Northwestern Administration Gets Caffeine Rush, Excitedly Re-Allocates $3.75 Billion to Intangible Buzzwords
There was reportedly a “Super Scholastic Brainstorm” which consisted of several administrative members pacing around the presidential office enthusiastically pitching ideas. Reports have confirmed that the group members were thinking of ideas so fast that they did not even have time to write them all down.
Chris Combe and Adam Karr, two Co-Chairs of the initiative, reportedly consumed the most caffeine yesterday morning. Combe stated the campaign “seeks to build on the best of Northwestern and expand our extraordinary work on an even broader and deeper scale.” No explicit details were provided but the two men summed up four of the most important initiatives for which the money should be allocated, including 1.2 billion dollars to “Discovery and Creativity,” and 225 million dollars to “Global Connections.” To further justify the cost, descriptive terms like “global hub,” and “renovation and transformation,” were used liberally.

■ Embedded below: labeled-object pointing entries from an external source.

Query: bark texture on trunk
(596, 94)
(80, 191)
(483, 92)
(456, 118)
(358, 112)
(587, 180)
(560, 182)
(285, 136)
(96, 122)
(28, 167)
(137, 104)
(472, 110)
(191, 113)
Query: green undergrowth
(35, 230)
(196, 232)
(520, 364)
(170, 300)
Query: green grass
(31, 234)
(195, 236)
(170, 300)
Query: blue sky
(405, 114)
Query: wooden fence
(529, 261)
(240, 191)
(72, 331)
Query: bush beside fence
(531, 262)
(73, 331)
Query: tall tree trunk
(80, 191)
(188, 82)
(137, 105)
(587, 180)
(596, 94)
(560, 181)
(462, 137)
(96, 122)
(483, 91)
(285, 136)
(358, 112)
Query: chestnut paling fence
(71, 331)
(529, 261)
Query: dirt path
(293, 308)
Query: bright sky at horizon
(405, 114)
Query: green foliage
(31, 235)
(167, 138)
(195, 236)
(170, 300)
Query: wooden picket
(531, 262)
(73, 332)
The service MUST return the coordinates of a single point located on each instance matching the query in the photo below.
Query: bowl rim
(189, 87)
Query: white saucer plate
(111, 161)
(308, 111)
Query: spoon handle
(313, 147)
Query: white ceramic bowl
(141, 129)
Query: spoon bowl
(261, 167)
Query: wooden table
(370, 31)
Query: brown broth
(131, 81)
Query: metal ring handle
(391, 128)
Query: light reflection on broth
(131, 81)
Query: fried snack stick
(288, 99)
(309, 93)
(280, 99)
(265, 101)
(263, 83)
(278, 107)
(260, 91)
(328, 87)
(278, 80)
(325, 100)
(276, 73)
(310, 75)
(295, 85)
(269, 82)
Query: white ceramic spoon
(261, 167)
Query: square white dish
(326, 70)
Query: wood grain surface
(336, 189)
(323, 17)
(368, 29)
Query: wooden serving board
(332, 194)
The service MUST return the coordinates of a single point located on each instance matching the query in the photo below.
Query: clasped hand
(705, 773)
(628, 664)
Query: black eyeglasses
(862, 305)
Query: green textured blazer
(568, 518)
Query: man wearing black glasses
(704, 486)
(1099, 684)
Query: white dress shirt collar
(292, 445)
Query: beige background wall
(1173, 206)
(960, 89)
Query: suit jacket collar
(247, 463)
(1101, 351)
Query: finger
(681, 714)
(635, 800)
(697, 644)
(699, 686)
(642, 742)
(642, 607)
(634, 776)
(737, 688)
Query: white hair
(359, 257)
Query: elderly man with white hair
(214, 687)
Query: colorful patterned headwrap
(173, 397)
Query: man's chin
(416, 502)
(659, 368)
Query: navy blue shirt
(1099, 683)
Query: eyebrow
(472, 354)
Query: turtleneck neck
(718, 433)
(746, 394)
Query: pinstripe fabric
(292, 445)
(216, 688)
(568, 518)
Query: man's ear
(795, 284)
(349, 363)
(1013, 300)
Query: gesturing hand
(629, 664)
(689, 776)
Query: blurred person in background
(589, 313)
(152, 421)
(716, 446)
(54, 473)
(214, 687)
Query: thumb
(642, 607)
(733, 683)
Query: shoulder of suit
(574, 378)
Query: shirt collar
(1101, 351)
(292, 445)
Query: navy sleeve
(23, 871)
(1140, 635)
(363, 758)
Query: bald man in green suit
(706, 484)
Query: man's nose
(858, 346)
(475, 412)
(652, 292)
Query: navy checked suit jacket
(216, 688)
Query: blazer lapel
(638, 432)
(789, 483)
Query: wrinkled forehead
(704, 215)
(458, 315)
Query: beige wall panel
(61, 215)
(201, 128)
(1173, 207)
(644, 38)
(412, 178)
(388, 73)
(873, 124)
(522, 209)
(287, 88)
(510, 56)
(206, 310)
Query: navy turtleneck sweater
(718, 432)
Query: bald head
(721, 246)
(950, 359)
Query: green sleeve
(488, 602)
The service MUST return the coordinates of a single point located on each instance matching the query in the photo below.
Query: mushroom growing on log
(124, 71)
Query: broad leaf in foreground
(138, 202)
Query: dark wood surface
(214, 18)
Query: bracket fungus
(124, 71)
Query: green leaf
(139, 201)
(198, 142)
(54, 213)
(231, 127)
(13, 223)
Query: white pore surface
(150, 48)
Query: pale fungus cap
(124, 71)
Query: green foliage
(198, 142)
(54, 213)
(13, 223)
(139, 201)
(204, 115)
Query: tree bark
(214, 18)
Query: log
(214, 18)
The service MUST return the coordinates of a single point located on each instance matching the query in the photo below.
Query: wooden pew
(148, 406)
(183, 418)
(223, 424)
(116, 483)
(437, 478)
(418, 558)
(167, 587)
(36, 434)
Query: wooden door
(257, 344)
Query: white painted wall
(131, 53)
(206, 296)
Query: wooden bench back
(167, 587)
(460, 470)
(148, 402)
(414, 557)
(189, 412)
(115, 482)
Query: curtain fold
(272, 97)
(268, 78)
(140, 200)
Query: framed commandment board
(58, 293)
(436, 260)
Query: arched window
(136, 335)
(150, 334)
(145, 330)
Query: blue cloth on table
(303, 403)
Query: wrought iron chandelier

We sat down with one of the administrative members for insight on how the group arrived at the name “We Will. The Campaign For Northwestern.” He excitedly and rapidly recollected their progress: “It came so naturally. We kept talking about all these things we were going to do to have the best school ever. One of us would pitch something like ‘we need more research, innovation and entrepreneurship, performance and collaborative learning,’ and we’d all chant ‘We will!’ Everything was fair game!”
Thankfully, the administration is not going to charge the students, as the money will come exclusively from alumni donations. Unfortunately, tuition is still anticipated to rise by 4%, but the number is menial so long as the ‘Cats of 2020 enjoy immeasurable collegiate ideals.